Window control for mmapped large file(linux, mmap)

How can we control the window in RSS when mapping a large file? Now let me explain what i mean. For example, we have a large file that exceeds RAM by several times, we do shared memory mmaping for several processes, if we access some object whose virtual address is located in this mapped memory and catch a page fault, then reading from disk, the sub-question is, will the opposite happen if we no longer use the given object? If this happens like an LRU, then what is the size of the LRU and how to control it? How is page cache involved in this case?

RSS graph

This is the RSS graph on testing instance(2 thread, 8 GB RAM) for 80 GB tar file. Where does this value of 3800 MB come from and stay stable when I run through the file after it has been mapped? How can I control it (or advise the kernel to control it)?

Solution

As long as you're not taking explicit action to lock the pages in memory, they should eventually be swapped back out automatically.
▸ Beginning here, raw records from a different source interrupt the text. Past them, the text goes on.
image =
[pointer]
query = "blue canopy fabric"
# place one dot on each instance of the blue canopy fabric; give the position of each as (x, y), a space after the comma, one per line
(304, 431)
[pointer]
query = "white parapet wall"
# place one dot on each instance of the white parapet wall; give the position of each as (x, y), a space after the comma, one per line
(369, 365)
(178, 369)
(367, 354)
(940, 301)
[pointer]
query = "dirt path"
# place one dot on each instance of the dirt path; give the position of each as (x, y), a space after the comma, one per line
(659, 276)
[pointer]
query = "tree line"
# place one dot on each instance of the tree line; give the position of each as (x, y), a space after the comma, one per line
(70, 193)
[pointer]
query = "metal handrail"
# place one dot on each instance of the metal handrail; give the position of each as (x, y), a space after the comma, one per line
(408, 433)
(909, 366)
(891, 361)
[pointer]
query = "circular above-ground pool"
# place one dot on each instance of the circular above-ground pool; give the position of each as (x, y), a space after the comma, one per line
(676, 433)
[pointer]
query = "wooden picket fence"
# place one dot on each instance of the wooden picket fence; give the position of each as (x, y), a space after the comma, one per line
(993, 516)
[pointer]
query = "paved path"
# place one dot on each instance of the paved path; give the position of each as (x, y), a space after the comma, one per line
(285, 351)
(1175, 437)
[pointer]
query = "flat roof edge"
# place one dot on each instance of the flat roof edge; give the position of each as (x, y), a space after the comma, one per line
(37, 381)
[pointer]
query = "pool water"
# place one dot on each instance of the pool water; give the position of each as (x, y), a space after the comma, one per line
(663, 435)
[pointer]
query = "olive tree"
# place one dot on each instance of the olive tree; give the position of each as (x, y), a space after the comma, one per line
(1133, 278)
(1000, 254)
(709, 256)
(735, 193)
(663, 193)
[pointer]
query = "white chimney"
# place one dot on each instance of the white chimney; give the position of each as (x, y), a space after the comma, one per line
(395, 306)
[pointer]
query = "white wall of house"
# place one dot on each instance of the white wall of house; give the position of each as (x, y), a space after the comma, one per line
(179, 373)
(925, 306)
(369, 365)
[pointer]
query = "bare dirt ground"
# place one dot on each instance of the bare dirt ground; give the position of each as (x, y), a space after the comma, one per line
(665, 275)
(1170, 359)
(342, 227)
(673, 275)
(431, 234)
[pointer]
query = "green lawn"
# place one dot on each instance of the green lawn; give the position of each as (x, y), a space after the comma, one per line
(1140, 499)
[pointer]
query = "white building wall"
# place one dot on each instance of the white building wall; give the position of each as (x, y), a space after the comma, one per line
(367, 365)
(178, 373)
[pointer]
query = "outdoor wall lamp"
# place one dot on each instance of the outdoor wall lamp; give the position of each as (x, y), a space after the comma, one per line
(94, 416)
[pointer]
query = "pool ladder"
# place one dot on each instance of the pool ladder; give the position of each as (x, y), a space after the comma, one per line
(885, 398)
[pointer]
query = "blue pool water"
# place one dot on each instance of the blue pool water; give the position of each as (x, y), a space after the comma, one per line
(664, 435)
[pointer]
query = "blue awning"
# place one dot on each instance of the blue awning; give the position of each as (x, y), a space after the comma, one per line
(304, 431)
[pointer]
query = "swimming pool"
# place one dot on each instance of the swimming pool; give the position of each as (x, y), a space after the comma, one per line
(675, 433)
The kernel basically uses a memory pressure heuristic to decide how much of physical memory to devote to swapped-in pages, and frequently rebalances as needed.

If you want to take a more active role in controlling this process, have a look at the madvise() system call.

This allows you to tweak the paging algorithm for your mmap, with actions like:

MADV_FREE (since Linux 4.5)
- The application no longer requires the pages in the range specified by addr and len. The kernel can thus free these pages, but the freeing could be delayed until memory pressure occurs. ...
MADV_COLD (since Linux 5.4)
- Deactivate a given range of pages. This will make the pages a more probable reclaim target should there be a memory pressure.
MADV_SEQUENTIAL
- Expect page references in sequential order. (Hence, pages in the given range can be aggressively read ahead, and may be freed soon after they are accessed.)
MADV_WILLNEED
- Expect access in the near future. (Hence, it might be a good idea to read some pages ahead.)
MADV_DONTNEED
- Do not expect access in the near future. (For the time being, the application is finished with the given range, so the kernel can free resources associated with it.) ...

Issuing an madvise(MADV_SEQUENTIAL) after creating the mmap might be sufficient to get acceptable behavior. If not, you could also intersperse some MADV_WILLNEED/MADV_DONTNEED access hints (and/or MADV_FREE/MADV_COLD) during the traversal as you pass groups of pages.